Y tras un momento de reflexión, comienza a decir: "En realidad lo que ha pasado es lo siguiente: "Yo creí que aquella noche había detenido a Montañez, pero a quien en realidad detuve fue a otra persona". "¿Quién era ese individuo y en dónde está?", le dice Silva Gandolphi. "Un individuo a quien yo solté en la puerta de la cárcel y el cual no había tomado nunca parte en política", afirma Mancera. "¿Lo jura?", interroga Silva. "Lo juro", asienta Mancera El Tribunal declara terminado el interrogatorio.

Silva Gandolphi dicta un auto por el cual dispone terminar la averiguación de un hecho que nunca ocurrió, y asimismo ordena la libertad de los Generales Bello Rodríguez y Martín Blanco, declarando que su momentánea detención "no perjudicaba su honor militar y buena fama" y ordenando asimismo la prisión del General Eduardo Mancera.

El Jefe Supremo de la Revolución, desde Puerto Cabello aprueba las decisiones del Auditor y nombra un Consejo de Guerra verbal para juzgar al General Mancera. Lo integran Víctor Rodríguez, Augusto Loutowsky, Espíritu Santo Morales, Mariano Carrera, Joaquín Berrío y Angel Díaz Arana. El General Medardo Medina actúa como fiscal. Y los dictadores Víctor Alvarado y Miguel Zagarsazu como defensor. La sentencia del Consejo es condenatoria y ordena que Mancera vaya a cumplir pena de seis meses en prisión o fortaleza. El fallo fue dictado el 18 de septiembre, tras el toque de "Generala". El mismo día se elevó a conocimiento del General Crespo, ante quien también apeló el General Mancera. El 20 del mismo mes, el Jefe Supremo decide, "tomando en cuenta los servicios prestados a la Revolución Nacional" por Mancera, que la pena se le conmute, reduciéndola a dos meses de prisión en cuartel.
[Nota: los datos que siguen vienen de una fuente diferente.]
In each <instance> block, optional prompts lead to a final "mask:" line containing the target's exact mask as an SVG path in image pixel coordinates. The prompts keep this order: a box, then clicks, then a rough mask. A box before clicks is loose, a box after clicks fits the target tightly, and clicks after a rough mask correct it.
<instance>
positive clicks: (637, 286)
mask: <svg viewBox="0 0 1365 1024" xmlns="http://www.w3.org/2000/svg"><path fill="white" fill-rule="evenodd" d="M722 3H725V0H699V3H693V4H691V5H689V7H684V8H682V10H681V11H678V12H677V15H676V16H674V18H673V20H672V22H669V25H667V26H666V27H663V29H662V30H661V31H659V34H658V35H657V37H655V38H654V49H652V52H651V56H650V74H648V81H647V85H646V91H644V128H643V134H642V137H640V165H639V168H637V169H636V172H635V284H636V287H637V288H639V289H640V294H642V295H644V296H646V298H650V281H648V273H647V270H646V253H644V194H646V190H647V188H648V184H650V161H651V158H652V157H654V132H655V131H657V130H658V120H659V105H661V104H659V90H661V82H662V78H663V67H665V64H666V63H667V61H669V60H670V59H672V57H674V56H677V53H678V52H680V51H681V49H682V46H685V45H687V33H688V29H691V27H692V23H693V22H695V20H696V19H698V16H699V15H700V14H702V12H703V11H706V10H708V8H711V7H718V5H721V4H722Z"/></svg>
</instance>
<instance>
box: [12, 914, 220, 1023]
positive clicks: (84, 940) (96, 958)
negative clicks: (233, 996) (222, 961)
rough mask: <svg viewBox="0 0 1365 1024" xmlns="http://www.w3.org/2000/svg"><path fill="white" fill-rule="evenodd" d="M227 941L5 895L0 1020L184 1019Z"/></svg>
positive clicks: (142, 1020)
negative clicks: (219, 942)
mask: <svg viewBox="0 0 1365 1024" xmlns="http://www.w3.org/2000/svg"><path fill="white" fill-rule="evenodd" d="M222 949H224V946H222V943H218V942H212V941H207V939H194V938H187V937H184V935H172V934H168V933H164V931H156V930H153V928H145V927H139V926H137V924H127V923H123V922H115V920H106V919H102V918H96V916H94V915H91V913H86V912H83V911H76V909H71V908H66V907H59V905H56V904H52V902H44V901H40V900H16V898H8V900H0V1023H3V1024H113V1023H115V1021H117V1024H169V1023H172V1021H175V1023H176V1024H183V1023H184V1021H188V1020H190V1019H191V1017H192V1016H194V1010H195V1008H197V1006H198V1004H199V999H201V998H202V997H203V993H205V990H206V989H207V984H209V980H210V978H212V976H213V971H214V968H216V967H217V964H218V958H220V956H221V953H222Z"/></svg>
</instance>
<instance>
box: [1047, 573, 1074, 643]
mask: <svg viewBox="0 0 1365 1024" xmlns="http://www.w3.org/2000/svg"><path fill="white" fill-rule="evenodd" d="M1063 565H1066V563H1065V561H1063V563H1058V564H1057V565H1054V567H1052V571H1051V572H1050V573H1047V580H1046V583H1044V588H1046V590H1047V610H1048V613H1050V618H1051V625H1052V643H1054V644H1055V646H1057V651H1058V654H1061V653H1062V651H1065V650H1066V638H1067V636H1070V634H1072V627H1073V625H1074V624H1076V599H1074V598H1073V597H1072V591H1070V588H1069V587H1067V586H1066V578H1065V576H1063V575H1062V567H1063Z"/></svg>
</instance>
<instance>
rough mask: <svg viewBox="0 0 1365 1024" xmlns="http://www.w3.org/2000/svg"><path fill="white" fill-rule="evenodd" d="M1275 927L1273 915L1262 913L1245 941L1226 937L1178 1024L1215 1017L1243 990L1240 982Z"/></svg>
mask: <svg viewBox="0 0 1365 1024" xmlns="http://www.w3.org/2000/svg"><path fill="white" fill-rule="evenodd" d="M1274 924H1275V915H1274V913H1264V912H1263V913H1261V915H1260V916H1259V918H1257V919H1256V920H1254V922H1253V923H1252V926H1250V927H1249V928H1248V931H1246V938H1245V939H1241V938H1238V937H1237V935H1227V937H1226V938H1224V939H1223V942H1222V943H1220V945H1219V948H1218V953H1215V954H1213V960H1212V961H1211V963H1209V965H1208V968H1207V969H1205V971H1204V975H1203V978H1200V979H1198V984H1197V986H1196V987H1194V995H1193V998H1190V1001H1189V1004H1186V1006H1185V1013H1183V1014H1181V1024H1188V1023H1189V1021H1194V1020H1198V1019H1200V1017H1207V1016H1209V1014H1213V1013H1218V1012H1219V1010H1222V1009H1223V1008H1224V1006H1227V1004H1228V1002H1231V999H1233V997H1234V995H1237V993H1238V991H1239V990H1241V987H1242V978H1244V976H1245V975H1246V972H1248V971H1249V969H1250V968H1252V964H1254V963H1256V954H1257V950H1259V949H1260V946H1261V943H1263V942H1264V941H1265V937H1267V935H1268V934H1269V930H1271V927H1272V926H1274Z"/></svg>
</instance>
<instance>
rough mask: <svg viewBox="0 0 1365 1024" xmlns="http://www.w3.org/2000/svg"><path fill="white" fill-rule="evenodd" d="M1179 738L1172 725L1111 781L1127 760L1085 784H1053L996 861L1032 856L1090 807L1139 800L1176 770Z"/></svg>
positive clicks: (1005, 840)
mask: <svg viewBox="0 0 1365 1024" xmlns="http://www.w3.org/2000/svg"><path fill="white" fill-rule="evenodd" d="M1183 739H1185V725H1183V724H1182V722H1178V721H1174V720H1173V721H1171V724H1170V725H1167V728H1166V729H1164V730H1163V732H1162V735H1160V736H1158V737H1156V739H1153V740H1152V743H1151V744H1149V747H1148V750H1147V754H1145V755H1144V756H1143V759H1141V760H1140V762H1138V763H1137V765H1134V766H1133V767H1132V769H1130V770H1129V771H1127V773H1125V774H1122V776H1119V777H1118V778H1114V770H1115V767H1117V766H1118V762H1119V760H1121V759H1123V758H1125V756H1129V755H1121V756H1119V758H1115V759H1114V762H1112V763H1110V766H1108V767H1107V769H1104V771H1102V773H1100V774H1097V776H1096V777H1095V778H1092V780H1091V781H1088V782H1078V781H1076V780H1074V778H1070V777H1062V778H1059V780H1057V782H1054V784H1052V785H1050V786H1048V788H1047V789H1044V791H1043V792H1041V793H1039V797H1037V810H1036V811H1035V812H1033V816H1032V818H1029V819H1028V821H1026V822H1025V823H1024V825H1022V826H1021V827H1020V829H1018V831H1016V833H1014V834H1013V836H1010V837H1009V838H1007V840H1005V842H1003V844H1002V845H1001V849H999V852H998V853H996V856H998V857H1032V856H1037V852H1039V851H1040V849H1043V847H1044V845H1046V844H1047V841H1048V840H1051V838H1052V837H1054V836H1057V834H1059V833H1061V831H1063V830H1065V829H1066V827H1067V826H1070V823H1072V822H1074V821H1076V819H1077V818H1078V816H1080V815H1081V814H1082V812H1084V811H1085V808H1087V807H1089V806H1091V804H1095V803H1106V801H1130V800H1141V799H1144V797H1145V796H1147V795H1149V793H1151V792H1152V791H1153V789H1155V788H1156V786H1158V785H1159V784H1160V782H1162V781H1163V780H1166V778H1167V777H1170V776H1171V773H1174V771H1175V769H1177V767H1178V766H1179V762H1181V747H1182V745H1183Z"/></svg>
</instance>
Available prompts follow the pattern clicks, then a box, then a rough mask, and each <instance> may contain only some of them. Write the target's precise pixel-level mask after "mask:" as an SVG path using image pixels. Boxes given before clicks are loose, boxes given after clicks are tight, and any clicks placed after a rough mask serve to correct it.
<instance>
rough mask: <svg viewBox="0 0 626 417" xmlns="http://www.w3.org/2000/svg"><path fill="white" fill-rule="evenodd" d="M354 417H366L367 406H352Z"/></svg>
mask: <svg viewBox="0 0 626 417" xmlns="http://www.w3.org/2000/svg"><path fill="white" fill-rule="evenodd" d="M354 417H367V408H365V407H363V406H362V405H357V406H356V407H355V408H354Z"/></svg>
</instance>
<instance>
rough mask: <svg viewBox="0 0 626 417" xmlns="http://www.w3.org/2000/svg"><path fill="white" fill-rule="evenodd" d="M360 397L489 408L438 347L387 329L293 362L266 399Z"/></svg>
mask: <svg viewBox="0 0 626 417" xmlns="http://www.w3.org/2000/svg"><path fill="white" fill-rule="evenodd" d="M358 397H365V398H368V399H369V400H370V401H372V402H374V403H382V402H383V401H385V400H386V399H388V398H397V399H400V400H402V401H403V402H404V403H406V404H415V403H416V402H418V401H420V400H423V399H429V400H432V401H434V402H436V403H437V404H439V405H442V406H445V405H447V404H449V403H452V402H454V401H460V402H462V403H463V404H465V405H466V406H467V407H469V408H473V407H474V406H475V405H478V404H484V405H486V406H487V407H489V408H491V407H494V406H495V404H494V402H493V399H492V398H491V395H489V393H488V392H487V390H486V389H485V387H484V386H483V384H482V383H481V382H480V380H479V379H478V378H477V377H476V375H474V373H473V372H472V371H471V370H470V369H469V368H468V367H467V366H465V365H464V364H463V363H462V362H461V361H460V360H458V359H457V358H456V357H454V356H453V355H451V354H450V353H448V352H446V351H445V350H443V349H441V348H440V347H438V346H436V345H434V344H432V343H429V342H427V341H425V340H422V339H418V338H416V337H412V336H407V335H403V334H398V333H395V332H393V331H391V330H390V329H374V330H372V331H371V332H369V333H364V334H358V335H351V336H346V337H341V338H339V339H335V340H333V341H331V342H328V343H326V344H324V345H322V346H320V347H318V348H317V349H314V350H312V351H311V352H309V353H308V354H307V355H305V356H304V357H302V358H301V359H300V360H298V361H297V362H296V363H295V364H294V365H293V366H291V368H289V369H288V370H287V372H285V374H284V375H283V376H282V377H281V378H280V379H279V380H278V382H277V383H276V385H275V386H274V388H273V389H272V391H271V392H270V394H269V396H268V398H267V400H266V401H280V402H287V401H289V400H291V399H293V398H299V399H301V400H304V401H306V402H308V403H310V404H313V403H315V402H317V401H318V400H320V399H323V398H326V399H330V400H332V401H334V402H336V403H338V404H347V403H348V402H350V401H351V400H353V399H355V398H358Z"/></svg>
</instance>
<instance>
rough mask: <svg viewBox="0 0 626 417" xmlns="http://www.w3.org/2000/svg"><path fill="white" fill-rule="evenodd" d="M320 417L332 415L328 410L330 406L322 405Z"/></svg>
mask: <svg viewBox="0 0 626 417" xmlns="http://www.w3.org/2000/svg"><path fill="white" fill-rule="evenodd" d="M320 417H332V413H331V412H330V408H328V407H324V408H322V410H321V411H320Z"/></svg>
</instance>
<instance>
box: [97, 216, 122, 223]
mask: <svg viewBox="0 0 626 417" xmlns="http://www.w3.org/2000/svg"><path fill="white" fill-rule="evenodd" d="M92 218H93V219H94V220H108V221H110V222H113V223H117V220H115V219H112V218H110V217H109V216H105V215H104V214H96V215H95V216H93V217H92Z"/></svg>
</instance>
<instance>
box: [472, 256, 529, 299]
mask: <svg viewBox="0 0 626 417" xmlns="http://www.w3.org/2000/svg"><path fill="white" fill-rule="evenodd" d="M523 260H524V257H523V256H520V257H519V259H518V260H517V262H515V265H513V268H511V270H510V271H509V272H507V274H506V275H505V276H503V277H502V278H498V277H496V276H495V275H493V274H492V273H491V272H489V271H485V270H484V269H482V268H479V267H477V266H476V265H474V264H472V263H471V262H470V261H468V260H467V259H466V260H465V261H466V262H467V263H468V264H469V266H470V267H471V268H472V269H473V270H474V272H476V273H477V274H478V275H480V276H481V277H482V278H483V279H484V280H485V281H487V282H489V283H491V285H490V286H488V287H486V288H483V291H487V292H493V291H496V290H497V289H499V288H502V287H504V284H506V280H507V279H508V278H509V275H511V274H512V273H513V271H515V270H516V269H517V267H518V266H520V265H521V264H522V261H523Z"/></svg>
La clave se la llevó el General Mancera

¿Qué había pasado en verdad? ¿Era una simple invención de Mancera esta historia que conmovió a la ciudad, originó prisiones y trajo como consecuencia final la detención de su propio autor?

La explicación surgió más tarde. Mancera si detuvo a Montañez. Pero como en muchas ocasiones ha sucedido en nuestra agitada historia política, los nexos de vieja amistad, los vínculos creados a través del tiempo en una sociedad tan reducida como la venezolana de fines del siglo XIX actuaron con mayor fuerza que los momentáneos distanciamientos políticos. Antes de llegar a la cárcel, Mancera permitió la huida del hombre. Pero, para curarse en salud y anticiparse a cualquier informe sobre su conducta demasiado transigente en una hora de pasiones, alteró el final de la historia, colocando a Montañez entre las rejas de la cárcel.